Everything she knew, felt, was, had to be his. Would be his.

He cocked his head and her gaze slid unwilling admiration and sensuality over the hair that fell to his shoulder.

Pleasure revved inside his chest. “Now we’re squared on that, how about shelving your enmity until we survive this?”

“You’re only playing nice because you need me. Primary closure of a wound of that caliber is in four to ten days.”

He knew that. He also knew she needed to provoke him to keep her spirits up. He let her. “And you need me. You won’t find any passersby here to hitch a ride with to the nearest oasis. So how about you be nice to me?”

Her eyes stormed through vexation, futility and resignation before she harrumphed. “Okay, okay. I concede the need is mutual.”

“It is. In every way. Even if you’re too mad right now to concede that.”

She blasted him with a glare of frustration. He only grinned and dueted her exasperated, “Oh, shut up.”

Six

No one could know how absolutely majestic and humbling night could be until they’d been in the desert at night.

Problem was, it was also downright petrifying and alien.

Talia had known they were in the middle of nowhere. But before she got out of the helicopter, that had only been a concept, a figure of speech. Now it was reality. One that impacted her every sense and inundated her every perception. As she at last had the chance to appreciate.

And what a vantage she had to appreciate it from.

Harres had crash-landed them about five dozen feet from the top of one of those thousand-foot dunes he’d spoken of. From this spot she had an almost unlimited view of the tempestuous oceans of sand that seemed to simmer with their own arcane energy, emit their own indefinable color and eerie illumination. At the edge of her vision, they pushed in a scalpel-sharp demarcation against a dome of deepest eternity scattered with stars, the unblinking shrapnel of the big boom. Under their omnidirectional light, each steep undulation created occult shadows that seemed to metamorphose into shapes, entities. Some seemed to look back at her, some seemed to beckon, some to crawl closer. It made her realize how Middle Eastern fables had come to such vivid and sometimes macabre life. She certainly felt as if a genie or worse would materialize at any time.
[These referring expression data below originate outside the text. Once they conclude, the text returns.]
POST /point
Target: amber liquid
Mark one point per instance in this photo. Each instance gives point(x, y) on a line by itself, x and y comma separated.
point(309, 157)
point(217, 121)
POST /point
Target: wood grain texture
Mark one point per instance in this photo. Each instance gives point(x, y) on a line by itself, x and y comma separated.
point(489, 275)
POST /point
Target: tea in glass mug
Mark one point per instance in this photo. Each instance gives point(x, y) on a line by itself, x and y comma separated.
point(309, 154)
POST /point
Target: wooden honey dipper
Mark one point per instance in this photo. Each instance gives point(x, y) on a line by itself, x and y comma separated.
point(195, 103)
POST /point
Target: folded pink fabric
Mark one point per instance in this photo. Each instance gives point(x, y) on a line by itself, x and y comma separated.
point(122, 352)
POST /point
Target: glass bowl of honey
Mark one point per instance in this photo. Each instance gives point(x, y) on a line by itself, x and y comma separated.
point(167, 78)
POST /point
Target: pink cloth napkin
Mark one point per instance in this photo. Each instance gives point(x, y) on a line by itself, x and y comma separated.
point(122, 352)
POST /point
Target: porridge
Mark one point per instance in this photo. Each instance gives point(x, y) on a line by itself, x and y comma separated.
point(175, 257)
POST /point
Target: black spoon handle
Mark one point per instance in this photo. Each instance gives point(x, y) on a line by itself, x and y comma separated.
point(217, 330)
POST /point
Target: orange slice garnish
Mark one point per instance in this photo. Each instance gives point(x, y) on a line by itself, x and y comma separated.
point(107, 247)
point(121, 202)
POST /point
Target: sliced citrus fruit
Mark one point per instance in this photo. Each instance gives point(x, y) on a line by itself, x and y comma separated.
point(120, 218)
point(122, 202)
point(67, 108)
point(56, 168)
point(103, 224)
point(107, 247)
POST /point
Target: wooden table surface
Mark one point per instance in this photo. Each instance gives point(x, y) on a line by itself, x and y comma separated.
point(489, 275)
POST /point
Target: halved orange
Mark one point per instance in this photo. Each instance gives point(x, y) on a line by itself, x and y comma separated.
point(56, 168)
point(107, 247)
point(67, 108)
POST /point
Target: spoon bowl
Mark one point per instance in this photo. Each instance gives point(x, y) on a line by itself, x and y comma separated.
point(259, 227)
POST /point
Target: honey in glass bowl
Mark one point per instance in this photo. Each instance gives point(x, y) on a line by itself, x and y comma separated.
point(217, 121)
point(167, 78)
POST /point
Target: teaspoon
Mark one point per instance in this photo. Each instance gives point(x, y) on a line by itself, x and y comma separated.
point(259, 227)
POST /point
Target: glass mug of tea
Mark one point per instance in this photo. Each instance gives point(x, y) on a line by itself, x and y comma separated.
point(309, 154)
Then again, she’d already met her genie.

Right now, he was taking apart the mangled rear of the helicopter to get to the gear and supplies they’d need before they set off on their oasis-bound trek.

She shuddered again, this time complete with chattering teeth, as much from expanding awe and descending dread as from marrow-chilling cold aided by a formidable windchill factor.

Though he was making a racket cutting the twisted metal with shears he’d retrieved from the cockpit, and the wind had risen again, eddying laments around them, it seemed he’d heard her.

He straightened with a groan that reminded her of his injury, made her wonder again how he ignored it, functioned—and so efficiently—with only the help of a painkiller shot.